Tuttavia, larga parte della giurisprudenza richiede che gli specifici comportamenti persecutori siano ripetuti nel tempo e preordinati al raggiungimento dello scopo di danneggiare il lavoratore (A. Bologna 11.4.2009).
In particolare, nella massima della recente sentenza Cass. civ.
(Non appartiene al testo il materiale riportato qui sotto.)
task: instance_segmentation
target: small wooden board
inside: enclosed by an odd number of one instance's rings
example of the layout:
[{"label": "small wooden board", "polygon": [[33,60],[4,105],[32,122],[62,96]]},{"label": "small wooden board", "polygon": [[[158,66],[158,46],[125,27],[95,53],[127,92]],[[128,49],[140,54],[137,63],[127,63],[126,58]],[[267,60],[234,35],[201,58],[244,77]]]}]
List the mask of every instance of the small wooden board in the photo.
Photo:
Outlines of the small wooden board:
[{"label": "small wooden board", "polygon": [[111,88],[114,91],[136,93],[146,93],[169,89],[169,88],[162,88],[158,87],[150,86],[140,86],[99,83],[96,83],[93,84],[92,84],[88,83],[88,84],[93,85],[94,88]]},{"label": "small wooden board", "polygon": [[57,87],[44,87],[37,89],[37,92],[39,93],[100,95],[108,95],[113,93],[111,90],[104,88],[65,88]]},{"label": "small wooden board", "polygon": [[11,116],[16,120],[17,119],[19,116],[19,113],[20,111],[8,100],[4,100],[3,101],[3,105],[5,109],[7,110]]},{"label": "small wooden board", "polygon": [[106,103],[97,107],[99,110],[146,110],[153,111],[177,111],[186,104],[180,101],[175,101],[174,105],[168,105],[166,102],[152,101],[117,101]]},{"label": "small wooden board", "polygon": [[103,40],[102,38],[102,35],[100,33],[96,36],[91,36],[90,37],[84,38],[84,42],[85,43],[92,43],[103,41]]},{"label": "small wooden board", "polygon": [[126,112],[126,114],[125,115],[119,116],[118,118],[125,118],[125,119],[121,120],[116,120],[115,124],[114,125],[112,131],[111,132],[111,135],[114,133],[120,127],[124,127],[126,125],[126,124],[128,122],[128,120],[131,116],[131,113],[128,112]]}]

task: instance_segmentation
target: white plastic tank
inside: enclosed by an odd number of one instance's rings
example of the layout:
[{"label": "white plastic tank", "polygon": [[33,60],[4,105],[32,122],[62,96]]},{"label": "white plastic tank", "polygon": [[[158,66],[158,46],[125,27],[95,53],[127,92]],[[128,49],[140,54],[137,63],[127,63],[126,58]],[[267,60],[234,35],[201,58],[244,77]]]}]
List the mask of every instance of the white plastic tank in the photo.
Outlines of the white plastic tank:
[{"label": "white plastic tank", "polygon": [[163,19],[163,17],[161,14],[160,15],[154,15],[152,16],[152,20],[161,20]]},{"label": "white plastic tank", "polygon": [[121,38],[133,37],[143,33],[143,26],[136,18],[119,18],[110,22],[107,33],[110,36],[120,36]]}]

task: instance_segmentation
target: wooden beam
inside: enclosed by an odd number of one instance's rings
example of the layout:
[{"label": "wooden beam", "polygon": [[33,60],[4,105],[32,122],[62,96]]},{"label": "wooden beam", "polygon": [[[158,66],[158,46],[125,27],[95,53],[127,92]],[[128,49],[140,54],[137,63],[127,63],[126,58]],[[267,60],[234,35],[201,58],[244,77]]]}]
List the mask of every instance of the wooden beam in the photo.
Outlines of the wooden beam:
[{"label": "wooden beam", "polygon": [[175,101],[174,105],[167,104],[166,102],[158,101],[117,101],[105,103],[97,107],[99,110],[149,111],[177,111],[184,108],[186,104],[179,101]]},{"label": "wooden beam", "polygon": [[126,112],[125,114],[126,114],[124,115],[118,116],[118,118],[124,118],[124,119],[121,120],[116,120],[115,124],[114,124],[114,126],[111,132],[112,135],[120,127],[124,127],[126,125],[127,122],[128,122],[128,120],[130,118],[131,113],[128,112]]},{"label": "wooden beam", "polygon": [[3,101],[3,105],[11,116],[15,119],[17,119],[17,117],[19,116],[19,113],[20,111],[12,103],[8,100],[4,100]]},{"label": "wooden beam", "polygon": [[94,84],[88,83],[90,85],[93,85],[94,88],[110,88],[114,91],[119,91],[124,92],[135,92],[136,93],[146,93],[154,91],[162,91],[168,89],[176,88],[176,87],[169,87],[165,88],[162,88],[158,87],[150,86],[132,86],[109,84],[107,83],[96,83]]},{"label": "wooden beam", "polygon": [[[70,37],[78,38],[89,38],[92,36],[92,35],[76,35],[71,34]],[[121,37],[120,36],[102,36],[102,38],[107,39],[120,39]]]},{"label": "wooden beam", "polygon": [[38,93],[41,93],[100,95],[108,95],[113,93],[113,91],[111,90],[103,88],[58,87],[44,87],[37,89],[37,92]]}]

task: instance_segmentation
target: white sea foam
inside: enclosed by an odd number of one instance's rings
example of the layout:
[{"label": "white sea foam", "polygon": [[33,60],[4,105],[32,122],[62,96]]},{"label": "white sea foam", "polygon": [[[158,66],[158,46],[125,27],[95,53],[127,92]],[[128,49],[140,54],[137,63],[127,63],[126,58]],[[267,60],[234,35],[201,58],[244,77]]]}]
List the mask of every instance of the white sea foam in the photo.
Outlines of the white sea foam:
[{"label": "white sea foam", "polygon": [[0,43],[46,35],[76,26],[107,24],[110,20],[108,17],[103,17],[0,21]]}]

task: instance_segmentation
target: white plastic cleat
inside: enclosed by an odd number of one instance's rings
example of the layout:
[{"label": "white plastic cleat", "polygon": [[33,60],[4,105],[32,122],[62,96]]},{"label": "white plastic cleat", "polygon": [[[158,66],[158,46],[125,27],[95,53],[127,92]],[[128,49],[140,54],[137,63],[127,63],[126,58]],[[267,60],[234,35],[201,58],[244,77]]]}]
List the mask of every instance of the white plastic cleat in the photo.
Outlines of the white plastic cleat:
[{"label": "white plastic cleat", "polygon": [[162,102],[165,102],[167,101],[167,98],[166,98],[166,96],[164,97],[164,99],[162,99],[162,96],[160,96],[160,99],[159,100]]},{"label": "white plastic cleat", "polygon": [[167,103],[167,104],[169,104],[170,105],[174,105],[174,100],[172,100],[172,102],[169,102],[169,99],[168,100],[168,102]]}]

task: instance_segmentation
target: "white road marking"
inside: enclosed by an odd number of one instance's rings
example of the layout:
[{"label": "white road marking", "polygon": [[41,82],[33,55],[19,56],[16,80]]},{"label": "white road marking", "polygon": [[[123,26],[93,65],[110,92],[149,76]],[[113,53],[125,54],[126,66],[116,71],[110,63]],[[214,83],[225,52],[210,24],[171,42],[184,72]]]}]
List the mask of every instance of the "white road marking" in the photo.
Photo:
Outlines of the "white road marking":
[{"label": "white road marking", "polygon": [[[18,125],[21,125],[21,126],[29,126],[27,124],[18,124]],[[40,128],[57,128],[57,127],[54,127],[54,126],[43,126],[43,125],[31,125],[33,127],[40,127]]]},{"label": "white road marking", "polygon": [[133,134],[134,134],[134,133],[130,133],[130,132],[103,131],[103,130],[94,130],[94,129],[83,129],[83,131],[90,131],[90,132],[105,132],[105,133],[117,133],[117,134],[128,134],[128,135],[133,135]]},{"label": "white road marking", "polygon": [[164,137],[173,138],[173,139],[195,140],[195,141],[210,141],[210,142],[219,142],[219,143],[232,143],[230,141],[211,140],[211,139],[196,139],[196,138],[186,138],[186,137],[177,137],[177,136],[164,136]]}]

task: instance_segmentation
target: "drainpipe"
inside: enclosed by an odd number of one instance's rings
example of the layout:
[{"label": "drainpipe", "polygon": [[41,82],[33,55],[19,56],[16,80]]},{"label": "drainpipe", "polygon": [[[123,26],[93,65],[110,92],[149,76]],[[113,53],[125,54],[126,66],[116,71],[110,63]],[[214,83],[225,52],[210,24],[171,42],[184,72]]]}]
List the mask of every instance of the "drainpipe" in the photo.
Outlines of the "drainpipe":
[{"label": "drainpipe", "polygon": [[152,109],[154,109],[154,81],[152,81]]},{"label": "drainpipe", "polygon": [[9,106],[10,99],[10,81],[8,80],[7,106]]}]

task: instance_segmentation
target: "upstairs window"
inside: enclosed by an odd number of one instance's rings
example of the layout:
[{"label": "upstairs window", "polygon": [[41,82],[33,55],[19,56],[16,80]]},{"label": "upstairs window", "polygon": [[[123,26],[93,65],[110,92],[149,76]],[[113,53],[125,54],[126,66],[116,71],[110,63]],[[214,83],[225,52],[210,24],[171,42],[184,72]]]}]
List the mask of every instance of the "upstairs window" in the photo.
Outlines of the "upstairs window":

Sez. lavoro, 26/03/2010, n. 7382 è dato leggere: "In tema di mobbing e risarcimento del danno, affinché risultino violate le disposizioni ex art. 2087 c.c. è necessario l'effetto lesivo sull'equilibrio psico-fisico del dipendente, che dunque deve riuscire a dimostrare l'intento persecutorio sotteso a una serie di vessazioni, poste in essere in modo sistematico e prolungato, e la relazione causale fra la condotta e il pregiudizio alla sua integrità (l'apprezzamento spetta alla fase di merito ed è incensurabile in sede di legittimità se ben motivato".

Per "mobbing" (nozione elaborata dalla dottrina e dalla giurisprudenza giuslavoristica) si intende comunemente una condotta del datore di lavoro o del superiore gerarchico, sistematica e protratta nel tempo, tenuta nei confronti del lavoratore nell'ambiente di lavoro, che si risolve in sistematici e reiterati comportamenti ostili, che finiscono per assumere forme di prevaricazione o di persecuzione psicologica, da cui può conseguire la mortificazione morale e l'emarginazione del dipendente, con effetto lesivo del suo equilibrio fisiopsichico e del complesso della sua personalità.
Ai fini della configurabilità della condotta lesiva del datore di lavoro sono pertanto rilevanti i seguenti elementi:
a) la molteplicità dei comportamenti a carattere persecutorio, illeciti o anche liciti se considerati singolarmente, che siano stati posti in essere in modo miratamente sistematico e prolungato contro il dipendente con intento vessatorio;
b) l'evento lesivo della salute o della personalità del dipendente;
c) il nesso eziologico tra la condotta del datore di lavoro o del superiore gerarchico e il pregiudizio all'integrità psico-fisica del lavoratore;
d) la prova dell'elemento soggettivo, cioè dell'intento persecutorio.